Der Oberste Gerichtshof hat durch den Senatspräsidenten des Obersten Gerichtshofes Dr.Scheiderbauer als Vorsitzenden und durch die Hofräte des Obersten Gerichtshofes Dr.Kralik, Dr.Vogel, Dr.Melber und Dr.Kropfitsch als weitere Richter in der Rechtssache der klagenden Partei Alois K*** Verlags Gesellschaft m.b.H., D-8000 München 82, Birkhahnweg 14, vertreten durch Dr.Gerald Kopp, Dr.Michael Wittek-Jochums und Dr.Andreas Braunbruck, Rechtsanwälte in Salzburg, wider die beklagte Partei Robert B***-S***, Inhaber des Hotels Crystal-Lenk, CH-3775 Lenk-Berner Oberland, vertreten durch Dr.Peter Raits, Dr.Alfred Ebner, Dr.Harald Lettner, Dr.Walter Aichinger und Dr.Peter Bleiziffer, Rechtsanwälte in Salzburg, wegen DM 8.000 s.A. (Streitwert S 56.000,--), infolge Revisionsrekurses der beklagten Partei gegen den Beschluß des Oberlandesgerichtes Linz als Rekursgerichtes vom 17.Jänner 1989, GZ 13 R 1/89-10, womit der Beschluß des Landesgerichtes Salzburg vom 10. November 1988, GZ 1 Cg 284/88-7, abgeändert wurde, folgenden

Beschluß

gefaßt:

Spruch

Dem Revisionsrekurs wird nicht Folge gegeben.

Die beklagte Partei ist schuldig, der klagenden Partei die mit S 3.087,-- (darin keine Barauslagen und S 514,50 Umsatzsteuer) bestimmten Kosten des Revisionsrekursverfahrens binnen 14 Tagen bei Exekution zu ersetzen.

Text

Begründung:

Im gegenständlichen Rechtsstreit machte die Klägerin (mit Sitz in München) das Entgelt aus der Erfüllung eines schriftlichen Auftrags des Beklagten (mit Wohnsitz in der Schweiz) zur Einschaltung eines Inserats in der Zeitschrift "Stern" geltend.
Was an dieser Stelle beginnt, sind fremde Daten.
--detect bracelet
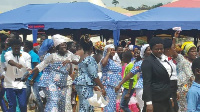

Die Zuständigkeit des Landesgerichts Salzburg stützte die Klägerin auf die Vereinbarung des Gerichtsstands Salzburg. Das Erstgericht verfügte die Zustellung der Klage an den Beklagten, welcher die örtliche Unzuständigkeit einwendete, weil es am urkundlichen Nachweis der Bevollmächtigung von August E*** fehle, der als Agent der Klägerin den Auftrag akquiriert habe. Im übrigen wurde das Klagebegehren wegen Nichterfüllung einer von August E*** mündlich zugesagten Mehrleistung bestritten. Das Erstgericht sprach seine örtliche Unzuständigkeit aus und wies die Klage zurück.

Zur Begründung wurde ausgeführt, daß auch der urkundliche Nachweis der Bevollmächtigung erforderlich sei, wenn die Gerichtsstandsvereinbarung durch Bevollmächtigte getroffen worden sei. Ein solcher urkundlicher Nachweis über die Bevollmächtigung der für die Klägerin handelnden Agentur Ulrike E*** sei nicht erbracht worden.

Rechtliche Beurteilung

Infolge Rekurses des Klägers änderte das Gericht zweiter Instanz den Beschluß des Erstgerichts im Sinne der Verwerfung der Unzuständigkeitseinrede ab und trug dem Erstgericht die Fortsetzung des Verfahrens unter Abstandnahme von dem Zurückweisungsgrund auf. Das Rekursgericht erklärte den Revisionsrekurs für zulässig und führte aus, die Klägerin habe in der Klage das Original des Auftrages 1137 vom 15.1.1987 vorgelegt, der im Punkt 6) folgende Regelung enthält: "Es gilt das Recht der Bundesrepublik Deutschland. Gerichtsstand ist München - oder nach Wahl des Verlages - Salzburg."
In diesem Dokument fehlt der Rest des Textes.